Utah Fritz, dans L’énigme de l’autisme cite, par exemple, le cas de la jeune Elly. Elle avait construit un système de détermination de l’heure fondé sur l’ombre que son corps projetait au soleil : « Cet exemple suggère qu’Elly savait déterminer la position du soleil à un moment donné, d’après la longueur de l’ombre projetée par son corps ; bien que limité, le procédé était donc cohérent. Les disparités imprévues comptaient beaucoup pour elle car la cohérence du procédé devait être sauvegardée. Ce désir insistant d’immuabilité constitue une sorte de cohérence locale qui n’a rien à voir avec la cohérence cen­trale. » Cet exemple est, à mon avis, très intéressant, car Elly dis­posait d’un procédé mais avait beaucoup de mal à le placer dans un contexte plus général, par exemple, considérer des changements de fuseaux horaires.

Cohérence et décision

Il est intéressant de savoir que les études de psychologie cognitive sur le problème de la décision montrent que notre appareil cognitif fait de nombreuses erreurs, dues en grande partie à l’inca­pacité que nous avons à sortir de schémas stéréotypés, ayant ce qu’Uta Frith appellerait une cohérence « locale », que nous avons du mal à réviser en fonction du contexte. La persévération des enfants autistes, leur immuabilité n’est peut-être qu’une version extrême de bien des comportements très répandus.

Il est à craindre que la multiplicité et l’instantanéité des stimuli générés par les systèmes de communication actuels, finisse par générer, chez l’être humain, des comportements s’apparentant à une forme d’autisme.

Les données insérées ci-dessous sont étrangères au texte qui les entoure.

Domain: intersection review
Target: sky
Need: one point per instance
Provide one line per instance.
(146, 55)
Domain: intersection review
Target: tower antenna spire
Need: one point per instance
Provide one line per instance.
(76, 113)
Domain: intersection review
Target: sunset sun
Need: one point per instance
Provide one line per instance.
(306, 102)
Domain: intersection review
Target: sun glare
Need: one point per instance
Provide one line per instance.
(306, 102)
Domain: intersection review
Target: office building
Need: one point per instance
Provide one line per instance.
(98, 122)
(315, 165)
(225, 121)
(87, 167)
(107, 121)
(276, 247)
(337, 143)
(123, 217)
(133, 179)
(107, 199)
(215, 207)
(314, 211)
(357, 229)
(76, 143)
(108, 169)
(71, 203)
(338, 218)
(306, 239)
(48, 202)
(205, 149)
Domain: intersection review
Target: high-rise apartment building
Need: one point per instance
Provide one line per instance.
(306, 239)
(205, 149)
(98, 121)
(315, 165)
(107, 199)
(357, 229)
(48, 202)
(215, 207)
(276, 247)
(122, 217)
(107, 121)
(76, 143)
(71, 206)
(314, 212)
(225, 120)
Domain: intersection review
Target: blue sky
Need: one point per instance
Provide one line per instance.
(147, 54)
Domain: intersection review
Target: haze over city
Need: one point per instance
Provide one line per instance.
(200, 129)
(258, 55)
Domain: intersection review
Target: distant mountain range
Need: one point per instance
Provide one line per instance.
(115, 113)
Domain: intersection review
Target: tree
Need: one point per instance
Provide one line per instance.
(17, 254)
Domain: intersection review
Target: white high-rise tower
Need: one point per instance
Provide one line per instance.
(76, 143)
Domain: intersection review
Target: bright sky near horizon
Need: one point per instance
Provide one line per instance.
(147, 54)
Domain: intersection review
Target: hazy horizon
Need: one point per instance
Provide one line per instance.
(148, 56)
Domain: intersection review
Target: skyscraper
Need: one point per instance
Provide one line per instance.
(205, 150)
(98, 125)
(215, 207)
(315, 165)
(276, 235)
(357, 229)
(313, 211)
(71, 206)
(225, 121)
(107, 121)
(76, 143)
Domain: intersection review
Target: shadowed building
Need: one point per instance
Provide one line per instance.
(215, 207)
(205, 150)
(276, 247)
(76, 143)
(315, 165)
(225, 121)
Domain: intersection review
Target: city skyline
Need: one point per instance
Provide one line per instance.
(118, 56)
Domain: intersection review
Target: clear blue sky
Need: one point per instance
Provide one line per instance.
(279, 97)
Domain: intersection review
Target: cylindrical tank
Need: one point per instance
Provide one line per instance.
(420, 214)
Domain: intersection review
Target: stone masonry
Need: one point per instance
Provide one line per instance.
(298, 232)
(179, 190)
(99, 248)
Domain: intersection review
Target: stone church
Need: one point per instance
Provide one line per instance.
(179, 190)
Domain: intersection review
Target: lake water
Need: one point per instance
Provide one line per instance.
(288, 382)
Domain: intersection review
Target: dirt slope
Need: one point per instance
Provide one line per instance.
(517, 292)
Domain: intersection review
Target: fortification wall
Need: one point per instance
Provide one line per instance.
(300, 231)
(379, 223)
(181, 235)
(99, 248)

La cohérence est nécessaire non seulement pour construire une perception du corps propre ou de ses relations avec l’environ­nement, mais aussi pour élaborer ce qu’on appelle une « théorie de l’esprit ». Cette notion a été définie par les psychologues pour dési­gner le fait que nous attribuons des pensées aux autres, que nous avons une idée, une théorie de ce qu’ils ont dans l’esprit, de leurs intentions, etc. Cette capacité d’attribuer des pensées aux autres est présente chez le primate non humain, les exemples fourmillent à ce sujet.

Pas de théorie de l’esprit

Nous avons postulé que les enfants autistes n’ont pas cette propension naturelle à regrouper de façon cohérente de vastes quantités d’information concernant les événements, les objets, les gens et les comportements. Ainsi, même s’ils disposaient des pré­misses cognitives leur permettant de mentaliser, ils ne construi­raient que de “petites » théories sur les états mentaux, et non une théorie globale de la pensée. Les enfants autistes sont des béhavioristes. Ils ne s’attendent pas à ce que les gens soient gentils ou cruels. Ils prennent les comportements tels quels.

Ainsi, si l’enfant autiste n’a pas de représentation cohérente du monde, il ne peut pas construire une « théorie de l’esprit » de l’autre et donc communiquer avec lui. Il n’est certainement pas possible de construire une hypothèse interne de l’intention de l’autre si l’on n’a pas réussi à rendre cohérente la perception des relations de son propre corps avec l’environnement et avec toute les informations qu’il contient.